Simple Mind

Sébastien Tellier

Record Makers  |  2020
8 / 10
par Émile  |  le 1 décembre 2020

On n’avait pas été profondément séduits par Domesticated, le dernier disque de Sébastien Tellier. Brillant et percutant sur certains titres, un peu flemmard ou difficile à suivre sur d’autres, l’album s’était offert à nous dans une demi-teinte peu habituelle chez le musicien français, et dans une déception difficile à évacuer après six ans d’absence depuis L’Aventura - productions pour le cinéma exclues. Pas simple alors d’aborder Simple Minds, sorti à peine un mois après son prédécesseur. Le format est totalement différent, puisque ce disque fonctionne comme un best of de titres ré-enregistrés en une session, et réarrangés pour l’occasion. Mais plus qu’une version studio d’un live ou d’une petite occasion créée par un événement, Simple Minds ressemble à un message de tendresse envoyé à son public et à lui-même pour parler d’une carrière déjà bien longue.

Prenant le pas sur une potentielle compilation de ses « meilleurs » titres qu’un label – probablement pas Record Makers - pourrait lui imposer, Tellier a fait lui-même une sélection de ce qui s’impose à un instant T comme une série de titres qui, sans forcément se gausser de refléter ce qu’il a pu produire de meilleur, donne une vue d’ensemble particulièrement large de sa carrière. Évidemment, on y retrouve « L’amour et la violence », « The Look », « A Ballet », mais également des titres plus personnels que vendeurs. On pense notamment aux deux pièces rapportées de L’Aventura ou le définitivement incompréhensible « Against the Law ». Cette sélection, c’est l’occasion de reprendre par soi-même une œuvre dont l’originalité a pu faire oublier la cohérence. Entre la musique brésilienne, la chanson, la house ou la musique orchestrale, on aurait en effet tendance à zapper que l’oeuvre de Sébastien Tellier ne se résume à un type barbu proférant de romantiques absurdités. Musicalement, les choses se tiennent de très près.
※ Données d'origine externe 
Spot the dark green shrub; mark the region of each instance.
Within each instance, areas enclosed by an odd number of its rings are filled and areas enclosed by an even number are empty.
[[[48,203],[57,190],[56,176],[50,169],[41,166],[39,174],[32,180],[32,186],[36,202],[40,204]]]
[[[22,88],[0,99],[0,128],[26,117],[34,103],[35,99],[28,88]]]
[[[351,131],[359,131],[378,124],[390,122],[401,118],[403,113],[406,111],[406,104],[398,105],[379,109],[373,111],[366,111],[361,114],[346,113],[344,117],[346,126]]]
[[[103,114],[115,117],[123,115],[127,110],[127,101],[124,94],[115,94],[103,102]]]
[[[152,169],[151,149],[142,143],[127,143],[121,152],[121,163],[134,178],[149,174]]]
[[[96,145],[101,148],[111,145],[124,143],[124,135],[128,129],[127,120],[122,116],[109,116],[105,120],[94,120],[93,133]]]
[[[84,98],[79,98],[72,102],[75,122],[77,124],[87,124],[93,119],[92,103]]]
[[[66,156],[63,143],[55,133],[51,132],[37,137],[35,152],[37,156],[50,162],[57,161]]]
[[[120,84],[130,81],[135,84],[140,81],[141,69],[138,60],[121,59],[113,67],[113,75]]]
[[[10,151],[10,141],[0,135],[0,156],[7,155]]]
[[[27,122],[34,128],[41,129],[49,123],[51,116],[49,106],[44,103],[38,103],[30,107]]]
Dans Simple Mind, le set up est minimaliste : piano, voix, discrète batterie, auxquels se rajoutent quelques synthétiseurs ou une basse. Mais l’idée va bien plus loin. Chaque reprise est pleine de références à d'autres titres : « Ricky l’Adolescent » est joué comme « La Ritournelle », « Fingers of Steel » comme un morceau de Politics, et « Intromission » - rare présence d’un morceau issu d’une bande originale - comme « L’amour et la violence ». Les thèmes se mélangent, les arrangements se répondent, et donnent du sens à l’intégralité de sa production.

Voilà pourquoi on parlait de geste de tendresse envers les fans pour décrire le disque. Cette redécouverte permanente de titres qui ont tous marqué chaque album à leur manière s’entend comme un pur cri de tendresse. Tellier aime sa musique. Il l’aime à la chanter de tant de manières différentes, que l’on comprend pourquoi ses disques sont à la fois tous les mêmes et tous différents. Il suffit d’écouter sa reprise de « Comment revoir Oursinet ? ». Ce titre, qui avait déjà tout d’un morceau de bravoure en termes d’arrangement et de production sur L’Aventura, se révèle dans cette session d’enregistrement comme l'un des plus beaux de toute sa carrière. Et si on a aimé ses productions comme il l’a fait, on prend aussi un grand plaisir à le réentendre comme chanteur. Plus que jamais proche de la variété, on se rend compte, par exemple sur « Stuck in a Summer Love », à quel point sa maîtrise du piano-voix et de la guitare-voix est impeccable.

Alors que faire avec Simple Mind ? Sa difficulté à le noter ou à le juger nous donne juste l’impression que la polarisation du projet est plutôt à chercher du côté du plaisir. Un plaisir que Sébastien Tellier prend à rejouer ses morceaux, à nous les faire redécouvrir en même temps qu’il se les re-raconte à lui-même ; mais aussi un plaisir à mettre les doigts – au bout desquels il a « la musique », rappelez-vous en bien – sur ce qui fait l’essence de sa carrière, tout en offrant une telle simplicité qu’on n’a aucune méfiance sur ce qu’il pourra produire par la suite.